2. CCP Section 473 Declaration
Defendant contends that the section 473 declaration allegations should be stricken because they are irrelevant and inadmissible as a matter of public policy in this action. In support, Defendant relies exclusively on Smith v. Lewis (1975) 13 Cal.3d 349 disapproved on other grounds in In re Marriage of Brown (1976) 15 Cal.3d 838.
In Smith, a legal malpractice action, the trial court admitted into evidence at trial a CCP 473 declaration that the defendant attorney had submitted in the underlying action in support of the plaintiff client’s case. On appeal, the defendant challenged the declaration’s admission. The California Supreme Court held that this evidentiary ruling was mistaken in two respects. (Smith, supra, 13 Cal.3d at 364.)
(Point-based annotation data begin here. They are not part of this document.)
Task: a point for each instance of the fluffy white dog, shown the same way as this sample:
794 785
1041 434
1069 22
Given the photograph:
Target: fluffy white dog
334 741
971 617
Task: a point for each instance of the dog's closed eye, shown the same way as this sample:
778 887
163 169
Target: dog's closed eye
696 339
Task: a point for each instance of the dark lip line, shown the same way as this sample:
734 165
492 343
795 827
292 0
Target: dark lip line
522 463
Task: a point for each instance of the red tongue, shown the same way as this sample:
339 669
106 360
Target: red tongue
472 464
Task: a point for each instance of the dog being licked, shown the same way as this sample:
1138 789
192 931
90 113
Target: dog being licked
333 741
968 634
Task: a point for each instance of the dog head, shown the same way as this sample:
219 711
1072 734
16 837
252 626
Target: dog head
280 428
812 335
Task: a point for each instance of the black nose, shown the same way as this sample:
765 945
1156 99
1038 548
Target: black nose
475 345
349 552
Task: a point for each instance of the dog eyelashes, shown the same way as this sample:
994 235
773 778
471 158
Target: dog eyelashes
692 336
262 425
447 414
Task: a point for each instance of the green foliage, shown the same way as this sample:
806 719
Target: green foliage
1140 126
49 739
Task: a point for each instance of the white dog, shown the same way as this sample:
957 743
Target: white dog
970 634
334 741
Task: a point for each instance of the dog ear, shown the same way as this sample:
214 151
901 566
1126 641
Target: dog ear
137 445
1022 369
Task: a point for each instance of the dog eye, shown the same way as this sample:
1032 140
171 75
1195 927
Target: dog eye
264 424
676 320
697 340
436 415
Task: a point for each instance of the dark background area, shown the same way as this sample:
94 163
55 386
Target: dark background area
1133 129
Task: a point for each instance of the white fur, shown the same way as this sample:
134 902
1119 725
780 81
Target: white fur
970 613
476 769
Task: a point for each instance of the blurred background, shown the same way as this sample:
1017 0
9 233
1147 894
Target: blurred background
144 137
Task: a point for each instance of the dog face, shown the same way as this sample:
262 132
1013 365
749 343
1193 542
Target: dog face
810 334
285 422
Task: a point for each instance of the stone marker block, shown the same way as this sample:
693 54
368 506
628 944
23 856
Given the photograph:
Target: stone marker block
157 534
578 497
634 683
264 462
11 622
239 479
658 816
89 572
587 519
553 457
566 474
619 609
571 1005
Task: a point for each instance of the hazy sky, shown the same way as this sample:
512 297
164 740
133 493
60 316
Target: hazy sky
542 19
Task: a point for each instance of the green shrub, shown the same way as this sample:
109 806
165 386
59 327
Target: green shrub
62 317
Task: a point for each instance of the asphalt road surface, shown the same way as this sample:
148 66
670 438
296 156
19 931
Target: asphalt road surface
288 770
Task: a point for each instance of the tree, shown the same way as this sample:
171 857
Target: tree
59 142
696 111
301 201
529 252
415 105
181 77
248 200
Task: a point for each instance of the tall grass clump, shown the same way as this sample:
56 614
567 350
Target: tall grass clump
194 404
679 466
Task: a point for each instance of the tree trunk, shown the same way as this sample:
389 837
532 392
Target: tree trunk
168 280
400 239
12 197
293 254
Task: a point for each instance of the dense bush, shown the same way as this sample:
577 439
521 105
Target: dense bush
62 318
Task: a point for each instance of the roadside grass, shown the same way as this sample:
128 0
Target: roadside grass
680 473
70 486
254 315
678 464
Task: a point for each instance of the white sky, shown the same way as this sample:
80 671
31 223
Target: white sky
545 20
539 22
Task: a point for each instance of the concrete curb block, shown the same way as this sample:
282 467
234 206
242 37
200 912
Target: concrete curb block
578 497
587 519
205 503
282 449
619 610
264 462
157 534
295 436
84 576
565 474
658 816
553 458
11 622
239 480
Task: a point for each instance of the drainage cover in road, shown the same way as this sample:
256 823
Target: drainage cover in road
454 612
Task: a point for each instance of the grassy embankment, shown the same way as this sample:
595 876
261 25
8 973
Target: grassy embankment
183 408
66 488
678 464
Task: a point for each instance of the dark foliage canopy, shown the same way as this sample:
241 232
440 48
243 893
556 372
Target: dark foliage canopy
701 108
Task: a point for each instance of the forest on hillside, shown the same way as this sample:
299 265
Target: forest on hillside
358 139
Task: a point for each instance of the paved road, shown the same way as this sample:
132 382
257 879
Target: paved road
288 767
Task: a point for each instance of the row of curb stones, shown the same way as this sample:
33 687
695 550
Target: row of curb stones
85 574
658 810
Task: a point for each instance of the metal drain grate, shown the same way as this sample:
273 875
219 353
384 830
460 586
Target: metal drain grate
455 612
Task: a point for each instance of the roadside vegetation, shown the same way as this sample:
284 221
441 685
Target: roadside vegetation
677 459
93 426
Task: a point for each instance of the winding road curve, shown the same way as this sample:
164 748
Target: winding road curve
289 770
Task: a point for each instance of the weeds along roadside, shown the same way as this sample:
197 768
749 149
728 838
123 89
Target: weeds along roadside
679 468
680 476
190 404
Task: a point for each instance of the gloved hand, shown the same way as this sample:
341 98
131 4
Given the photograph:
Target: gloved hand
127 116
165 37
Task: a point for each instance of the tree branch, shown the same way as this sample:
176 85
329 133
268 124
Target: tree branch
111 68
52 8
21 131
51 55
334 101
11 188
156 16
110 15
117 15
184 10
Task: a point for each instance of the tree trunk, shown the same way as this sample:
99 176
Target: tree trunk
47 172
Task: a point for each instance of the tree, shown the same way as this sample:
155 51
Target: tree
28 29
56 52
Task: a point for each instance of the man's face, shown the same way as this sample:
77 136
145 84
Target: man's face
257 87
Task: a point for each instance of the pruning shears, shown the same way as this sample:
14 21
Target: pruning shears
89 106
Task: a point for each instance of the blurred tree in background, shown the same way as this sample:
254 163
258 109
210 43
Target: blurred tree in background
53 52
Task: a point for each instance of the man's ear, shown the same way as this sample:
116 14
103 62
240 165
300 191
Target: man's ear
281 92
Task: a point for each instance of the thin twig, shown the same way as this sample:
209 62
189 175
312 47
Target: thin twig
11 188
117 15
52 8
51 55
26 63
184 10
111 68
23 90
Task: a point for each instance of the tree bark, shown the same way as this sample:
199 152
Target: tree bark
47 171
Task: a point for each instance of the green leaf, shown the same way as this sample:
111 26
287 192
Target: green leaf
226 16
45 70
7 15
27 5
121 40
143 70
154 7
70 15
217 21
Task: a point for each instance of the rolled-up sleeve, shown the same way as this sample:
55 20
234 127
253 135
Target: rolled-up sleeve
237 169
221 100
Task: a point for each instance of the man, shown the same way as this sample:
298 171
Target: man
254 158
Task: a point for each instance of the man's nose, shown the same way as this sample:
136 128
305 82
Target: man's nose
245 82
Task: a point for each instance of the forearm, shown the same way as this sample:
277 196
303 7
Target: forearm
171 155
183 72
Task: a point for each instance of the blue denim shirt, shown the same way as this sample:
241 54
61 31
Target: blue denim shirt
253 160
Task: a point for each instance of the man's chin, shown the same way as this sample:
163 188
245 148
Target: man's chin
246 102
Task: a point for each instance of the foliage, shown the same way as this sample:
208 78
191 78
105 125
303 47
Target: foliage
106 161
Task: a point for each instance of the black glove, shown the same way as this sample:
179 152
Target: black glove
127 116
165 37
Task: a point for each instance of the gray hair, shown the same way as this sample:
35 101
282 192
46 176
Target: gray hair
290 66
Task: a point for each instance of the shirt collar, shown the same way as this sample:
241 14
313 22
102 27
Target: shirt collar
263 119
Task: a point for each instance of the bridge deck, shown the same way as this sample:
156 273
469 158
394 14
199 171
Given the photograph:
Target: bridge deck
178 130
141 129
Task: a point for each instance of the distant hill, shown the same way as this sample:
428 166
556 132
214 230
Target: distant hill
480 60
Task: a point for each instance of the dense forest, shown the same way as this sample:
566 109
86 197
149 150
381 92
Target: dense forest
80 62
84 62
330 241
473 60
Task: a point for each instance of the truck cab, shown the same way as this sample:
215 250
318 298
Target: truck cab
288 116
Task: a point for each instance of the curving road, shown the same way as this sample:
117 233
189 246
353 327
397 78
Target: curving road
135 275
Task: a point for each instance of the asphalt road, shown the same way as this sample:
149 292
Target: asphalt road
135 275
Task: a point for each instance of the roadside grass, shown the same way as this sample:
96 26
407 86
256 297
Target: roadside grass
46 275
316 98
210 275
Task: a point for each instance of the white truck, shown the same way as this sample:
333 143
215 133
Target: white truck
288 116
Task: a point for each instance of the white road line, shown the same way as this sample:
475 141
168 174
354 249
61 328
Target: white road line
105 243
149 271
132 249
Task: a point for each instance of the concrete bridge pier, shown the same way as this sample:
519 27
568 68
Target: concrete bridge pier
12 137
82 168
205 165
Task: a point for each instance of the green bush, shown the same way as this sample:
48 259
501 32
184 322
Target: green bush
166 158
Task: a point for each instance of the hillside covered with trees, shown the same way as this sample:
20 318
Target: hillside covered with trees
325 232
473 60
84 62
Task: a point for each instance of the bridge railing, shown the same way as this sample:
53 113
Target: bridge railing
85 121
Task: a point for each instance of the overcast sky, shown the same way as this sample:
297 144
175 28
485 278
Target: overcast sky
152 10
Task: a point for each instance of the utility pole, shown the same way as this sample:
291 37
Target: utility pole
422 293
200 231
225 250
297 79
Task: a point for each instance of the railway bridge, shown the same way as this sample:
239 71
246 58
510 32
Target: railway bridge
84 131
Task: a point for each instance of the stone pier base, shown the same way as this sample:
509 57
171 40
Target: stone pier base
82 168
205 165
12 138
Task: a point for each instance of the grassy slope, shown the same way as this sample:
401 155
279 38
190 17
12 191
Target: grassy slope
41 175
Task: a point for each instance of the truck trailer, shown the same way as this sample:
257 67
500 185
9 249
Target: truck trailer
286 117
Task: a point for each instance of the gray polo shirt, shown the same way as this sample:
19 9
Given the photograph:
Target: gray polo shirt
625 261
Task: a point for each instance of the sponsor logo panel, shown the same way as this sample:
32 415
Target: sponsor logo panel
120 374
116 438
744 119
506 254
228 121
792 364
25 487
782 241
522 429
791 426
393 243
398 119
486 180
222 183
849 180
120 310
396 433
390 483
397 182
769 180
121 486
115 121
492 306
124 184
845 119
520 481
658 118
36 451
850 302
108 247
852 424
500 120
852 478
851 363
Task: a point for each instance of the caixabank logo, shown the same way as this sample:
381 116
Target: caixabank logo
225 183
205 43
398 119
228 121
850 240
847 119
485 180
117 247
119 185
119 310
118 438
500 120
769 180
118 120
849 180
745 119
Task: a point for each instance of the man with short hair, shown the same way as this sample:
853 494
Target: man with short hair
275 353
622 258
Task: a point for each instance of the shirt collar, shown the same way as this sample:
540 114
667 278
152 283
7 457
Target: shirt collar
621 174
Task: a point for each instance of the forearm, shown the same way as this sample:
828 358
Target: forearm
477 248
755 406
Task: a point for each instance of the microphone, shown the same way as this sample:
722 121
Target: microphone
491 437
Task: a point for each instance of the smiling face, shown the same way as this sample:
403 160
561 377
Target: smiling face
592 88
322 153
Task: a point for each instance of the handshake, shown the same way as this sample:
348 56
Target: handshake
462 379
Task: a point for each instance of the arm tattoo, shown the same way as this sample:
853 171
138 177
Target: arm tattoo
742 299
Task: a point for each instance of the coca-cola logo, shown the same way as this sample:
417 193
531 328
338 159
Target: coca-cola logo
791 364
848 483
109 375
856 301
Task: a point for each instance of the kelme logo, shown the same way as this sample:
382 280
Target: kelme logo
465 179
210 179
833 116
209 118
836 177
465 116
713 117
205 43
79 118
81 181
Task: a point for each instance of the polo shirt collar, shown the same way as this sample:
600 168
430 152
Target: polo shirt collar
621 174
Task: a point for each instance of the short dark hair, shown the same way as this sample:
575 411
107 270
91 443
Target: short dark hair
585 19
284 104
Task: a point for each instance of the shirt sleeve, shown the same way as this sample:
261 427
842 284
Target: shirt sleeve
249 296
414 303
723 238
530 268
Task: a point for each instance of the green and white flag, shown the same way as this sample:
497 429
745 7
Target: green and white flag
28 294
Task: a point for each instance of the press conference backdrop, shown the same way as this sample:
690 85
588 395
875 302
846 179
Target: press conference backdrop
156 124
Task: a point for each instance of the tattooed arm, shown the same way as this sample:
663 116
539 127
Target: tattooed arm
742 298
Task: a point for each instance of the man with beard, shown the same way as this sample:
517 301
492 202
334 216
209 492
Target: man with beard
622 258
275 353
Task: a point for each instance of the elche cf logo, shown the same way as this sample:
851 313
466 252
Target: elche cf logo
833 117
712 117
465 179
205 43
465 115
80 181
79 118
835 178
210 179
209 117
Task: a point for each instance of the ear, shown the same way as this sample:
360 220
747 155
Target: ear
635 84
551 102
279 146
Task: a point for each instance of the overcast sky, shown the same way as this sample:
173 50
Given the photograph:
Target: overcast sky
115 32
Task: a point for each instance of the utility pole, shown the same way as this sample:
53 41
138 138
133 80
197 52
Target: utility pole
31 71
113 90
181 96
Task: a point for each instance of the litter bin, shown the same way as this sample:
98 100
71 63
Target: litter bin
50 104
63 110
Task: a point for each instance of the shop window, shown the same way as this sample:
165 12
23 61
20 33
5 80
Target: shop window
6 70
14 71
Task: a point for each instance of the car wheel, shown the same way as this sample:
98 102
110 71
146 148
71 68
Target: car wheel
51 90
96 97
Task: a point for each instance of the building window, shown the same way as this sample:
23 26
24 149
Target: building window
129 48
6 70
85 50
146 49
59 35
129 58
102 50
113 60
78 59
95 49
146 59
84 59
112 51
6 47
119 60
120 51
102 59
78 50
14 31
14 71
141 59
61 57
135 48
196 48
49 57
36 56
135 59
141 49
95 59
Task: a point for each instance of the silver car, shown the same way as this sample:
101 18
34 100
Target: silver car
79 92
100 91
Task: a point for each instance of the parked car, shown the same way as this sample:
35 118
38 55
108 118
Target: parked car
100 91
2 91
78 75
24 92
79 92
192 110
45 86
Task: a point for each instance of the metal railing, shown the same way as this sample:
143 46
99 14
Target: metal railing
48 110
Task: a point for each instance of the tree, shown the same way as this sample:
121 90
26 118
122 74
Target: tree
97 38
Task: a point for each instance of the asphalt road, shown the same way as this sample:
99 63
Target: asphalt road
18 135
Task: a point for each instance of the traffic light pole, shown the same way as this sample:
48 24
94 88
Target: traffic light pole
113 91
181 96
First, “it properly should have been excluded from evidence on the ground that it had insubstantial probative value. (Evid. Code, § 352.) … [T]he evidence here has dubious relevance to the issues in the lawsuit. Not only is the declaration conclusionary in form and nondescriptive of defendant’s actual conduct, but it was filed on behalf of plaintiff at her request and represents merely an effort by defendant to advance his client’s cause. In contrast to its probative value, the harmful effect of the declaration in the eyes of the jury was potentially significant. On its face the declaration, under oath, is manifestly a confession of error on the part of defendant. The jury possibly could have misunderstood its context or its purpose, or confused the quantum of asserted negligence necessary to permit the amendment of a judgment with that required to support a finding of malpractice.” (Smith, supra, 13 Cal.3d at 364.)
Second, “as is the case with offers of compromise and subsequent remedial conduct, extrinsic policy reasons exist for excluding the declaration from evidence. (See Evid. Code, § 1150 et seq.) Were we to sanction the admissibility of such evidence, tension might develop between an attorney’s duty to zealously represent his client (A.B.A. Code of Prof. Responsibility, Canon 7) and his instinct of self-protection. As a result, the attorney could become reluctant to seek an amended judgment under Code of Civil Procedure section 473, and the quality of legal representation in the state might suffer accordingly. In short, an attorney should be able to admit a mistake without subjecting himself to a malpractice suit.” (Smith, supra, 13 Cal.3d at 364-65.)
Defendant’s reliance on Smith is unavailing. In Smith, the California Supreme Court was evaluating an evidentiary ruling issued at trial, not the propriety of section 473 declaration allegations in a pleading. To this end, the California Supreme Court did not find the declaration irrelevant but instead found that public policy and the danger of prejudice warranted the declaration’s exclusion. This Court is not making an evidentiary exclusion determination in a motion to strike. Suffice it to say, Defendant’s section 473 declaration may be relevant in some manner in this legal malpractice action.
Defendant’s motion to strike these allegations is DENIED.
Defendant’s motion to strike is GRANTED as to Plaintiff’s prayer for punitive damages and DENIED as to the remainder.